Banten merasa menyesal sudah bertanya. Karena dia tahu betul apa kalimat kelanjutannya—

"—lah kita? Mertua aja gak punya."

"Kuat sob."

[Godaan]

"Astagfirullah."

Netra bergulir menatap Inderapura yang barusan beristigfar. Kening Aceh berkerut tak mengerti.

"Kenapa?"

Inderapura menggeleng.

"Barusan aku lihat paha sama dada—"

"ASTAGFIRULLAH—"

"... ayam."

Selanjutnya sarung Aceh yang berbicara.

"ADUDUDUDUH ACEH LEHERKU JANGAN DIBELIT GINI— AKH AKU MATI."

"BODO AMAT. BODO AMAT!"

[Selain]

"Tahu apa yang bikin batal puasa selain makanan?"

"Apa?"

"Minuman."

"LUCU. BANTEN SERIUS INI LUCU BANGET, KENAPA DIA GAK IKUTAN AUDISI JADI PELAWAK AJA YA ALLAH KENAPA."

[Sriwijaya]

Tangan membenarkan letak kopeah, kemudian mengencangkan ikatan sarung. Netranya menatap cermin, lalu menilai penampilannya yang rapi.

Rupanya selain memakai pakaian perang, dia juga bisa terlihat gagah ketika memakai baju koko. Atau mungkin, memang sudah takdirnya terlihat gagah ya.
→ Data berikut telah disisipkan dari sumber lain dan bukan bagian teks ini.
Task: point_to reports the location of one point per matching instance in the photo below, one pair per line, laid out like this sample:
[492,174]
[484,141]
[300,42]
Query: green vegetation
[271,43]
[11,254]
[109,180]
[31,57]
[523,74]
Setidaknya begitulah isi pikirannya.

Dan juga Kalingga.

Perempuan itu memalingkan muka dan berjalan seolah tidak melihat Sriwijaya sebelumnya.

Tapi tidak dengan Majapahit. Baginya, segagah apa pun Sriwijaya tidak akan menghilangkan fakta bahwa kerajaan itu pernah berada di bawah kakinya.

Sriwijaya lalu memutuskan untuk menutup pintu kamarnya, karena merasa ada berpasang-pasang mata yang memperhatikannya. Mungkin karena terbiasa diikuti pengikut Putra, dia jadi merasa diperhatikan setiap saat oleh sesuatu yang tidak ia ketahui. Padahal dedemit itu kan sedang pergi selama satu bulan, mungkin benar, ini hanya perasaannya saja.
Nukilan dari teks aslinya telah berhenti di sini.